Je tiens quand même à dire, et c’est une chose importante, c’est que pour certains réalisateurs cette méthode peut ne pas fonctionner, c’est-à-dire que si on ne réalise que des films pour lesquels on a un producteur qui nous a dit : oui, ça, je sens que tu peux le faire et je t’autorise, je te donne les moyens de le réaliser, certains réalisateurs peuvent se retrouver contraint à ne réaliser que des films qu’ils n’avaient à la base pas envie de réaliser et à force de faire ça, on peut perdre l’envie même de faire des films.
Mais moi heureusement, ce n’était pas du tout mon cas. Lorsque un producteur me disait : ce film, je sens que tu peux le faire, et bien j’allais voir le même genre de film, et à force de regarder ce type de film que l’on m’invitait à réaliser, petit à petit, j’avais envie à mon tour de faire un film de ce genre et en cela, je me dis heureusement que j’étais déjà un cinéphile à la base parce que cela m’a permis de me dire ah oui, moi aussi, je pourrais faire comme ça a été fait dans tel film.
Donc à force de prendre le temps de regarder des films, l’envie me vient à mon tour de réaliser un film du même genre. Je me dis donc, heureusement que j’ai vu tous ces films et que j’étais conscient de leur intérêt parce que c’est vraiment ça qui m’a poussé à réaliser des films à mon tour.

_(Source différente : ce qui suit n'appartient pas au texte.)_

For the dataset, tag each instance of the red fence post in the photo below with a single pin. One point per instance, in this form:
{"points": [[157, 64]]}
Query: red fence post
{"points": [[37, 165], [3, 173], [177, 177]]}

Après il m’arrive aussi parfois d’avoir des films que je veux réaliser dès le début où je vais concevoir l’idée de départ et je vais aller jusqu’à la réalisation et c’est notamment le cas avec Cure où j’avais une grande envie de réaliser ce film alors j’ai entamé l’écriture du scénario, mais cela m’a pris cinq ou six ans à partir de là jusqu’à sa réalisation donc c’est vrai que c’est un processus qui prend plus de temps.
En tout cas, très peu de temps après Cure, vous réalisez un film très libre qui s’appelle Charisma et qui date de 1999. Le film débute comme un polar, avant d’en sortir complètement et de proposer un scénario qui n’est absolument pas calibré et qui va vers des chemins beaucoup plus existentiels et métaphysiques, c’est difficile de l’assigner à un genre. Est-ce que ce film-là est aussi pour vous une manière de dire : vous m’attendez désormais dans un certain genre, celui du polar, celui du thriller, et donc je vais aller ailleurs et rester inclassable ?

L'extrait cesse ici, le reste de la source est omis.